The production seems to be the first thing leaping to everyone's finger tips. I won't buck convention. It's...it's fine is what it is. It's not shockingly avant garde, nor is it an artifact from Otto Schenk dustbunny hell. I would say for all the bells and whistles, one basically never feels from one act to the next one has gone anywhere new, except for the justly ballyhoo'ed floatin' bed, an image so pretty as to recall ...one's first kiss? One's first Met b'cast? [Mine was Rosenkavalier, I'm pretty sure. In the immortal words of Patty Bouvier: there went the last lingering shred of my heterosexuality.] The weather forecast in the back did get a bit ponderous, but I'll admit that the giant moon made me smile. Laughing with/laughing at will not here be debated.

And I kind of think avant garde design should go with some attempt at quirky staging, otherwise you have all these people milling around acting normal despite the fact they're in La Serva Padrona set in a strip mall, or what have you. This is why I'm stoked for the return of the Bob Wilson Lohengrin, despite the fact it's, well, preposterous. Well or worse than acting normal is when they're clumsily staged. I'm afraid the swordplay conformed uncomfortably to tristoogean aesthetics for me (which is to say it cleaved to the teachings of Larry, Curly and...right, that's what I was after.)

And nobody, nobody, looks good in purple velour.

I'm really going on about the staging. There's a reason for that. We'll get there. But, wrapping up, if the main piece of stage business that sticks in my head from the production is the cute little pantomime Dessay and Vargas did during the applause for the Waltz, I should probably have stayed home and read a book. [Jesus was it cute though. Her little mask took a bow, his little mask clapped for her, both little masks kind of hopped toward each other and I think made out or something. It's not impossible I dreamed this part.] I really do believe Dessay sees the silliness in this opera. In one scene she made stock soprano gestures that could only be interpreted as self-mockery or a kind of mean imitation of Aprile Millo.

Alright. I'm backed into a corner. Cards on the table time. I put off talking about the singing because I have practically nothing to say about it. Vargas was I think maybe nervous about ye olde falling bedde because he sounded tentative until the damn thing was on the ground and then great like I remembered him. When he's singing quietly, he's in a league of his own. When he's not, he does a bit more gear-shifting than I imagine to be part of ideal French singing. Having heard Alvarez lately, I miss the splash of bad taste Diana Vreeland (as quoted by The Mother of us All for years in his opera-l signature) recommends.
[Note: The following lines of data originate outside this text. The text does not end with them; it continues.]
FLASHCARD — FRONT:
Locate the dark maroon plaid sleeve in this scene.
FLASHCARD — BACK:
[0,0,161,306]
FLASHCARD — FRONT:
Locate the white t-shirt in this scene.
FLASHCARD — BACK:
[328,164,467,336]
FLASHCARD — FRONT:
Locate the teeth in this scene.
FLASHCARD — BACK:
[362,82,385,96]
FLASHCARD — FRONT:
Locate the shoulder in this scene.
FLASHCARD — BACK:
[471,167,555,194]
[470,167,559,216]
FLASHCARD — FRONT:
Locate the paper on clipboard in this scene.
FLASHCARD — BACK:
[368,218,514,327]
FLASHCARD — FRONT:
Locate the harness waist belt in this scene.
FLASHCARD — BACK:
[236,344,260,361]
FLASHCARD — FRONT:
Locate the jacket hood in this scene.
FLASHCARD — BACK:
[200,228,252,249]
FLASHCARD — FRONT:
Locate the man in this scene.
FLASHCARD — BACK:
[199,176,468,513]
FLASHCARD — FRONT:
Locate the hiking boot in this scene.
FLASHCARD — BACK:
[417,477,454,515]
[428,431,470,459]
Dessay's voice has a nice ping and her diction seemed swell to me but my French is rotten. [Franklin Pierce Adams or someone round tably like that is reputed to have noted that once you step off the plane, you quickly realize nobody speaks Intermediate French.] I'm sorry to say her voice always makes me think of recordings of Mady Mesple and wish I'd been born earlier, and in France. It gets around the bends pretty flashily, but it just isn't love. I wouldn't not go hear her again (say, I bet that would be tricky in French what with the double negatives) but...

I agree with everyone about Tybalt and Mercutio: they're fab. I'd like to hear them sing other things, things that don't make me consider the sacrilege of leaving before curtain calls. Theodora Hanslowe's timbre reminded me in some insubstantial way of von Stade, but her scene is so short it's hard to size her up.

And with that, forgive me, I'm out of ink.

Oh, but no. One other thing. Why is Juliette's calling card that we all know and, depending who we are, trot out at auditions, when in fact her little "I'm so nuts I just may drink this drano" number has actual dramatic content, more moods, and a greater variety of musical ideas?

Next: I try to drag myself to An American Tragedy, having learned no lessons.

3 comments:

Grrg said...

We need to get the word "Tristoogian" into the dictionary posthaste.

Anonymous said...

Dessay can either leave me panting for more (on a high Q# above Z) or just peu un froid. Then again, had I not missed her Lyric Lucia with 25 restored minutes on DVD, I would probably be leaving a different comment.

And yes. Tristoogian must must must go into the lexicon (though I hope I never have to use it.)

JSU said...

That high G is gone for good, I'm afraid.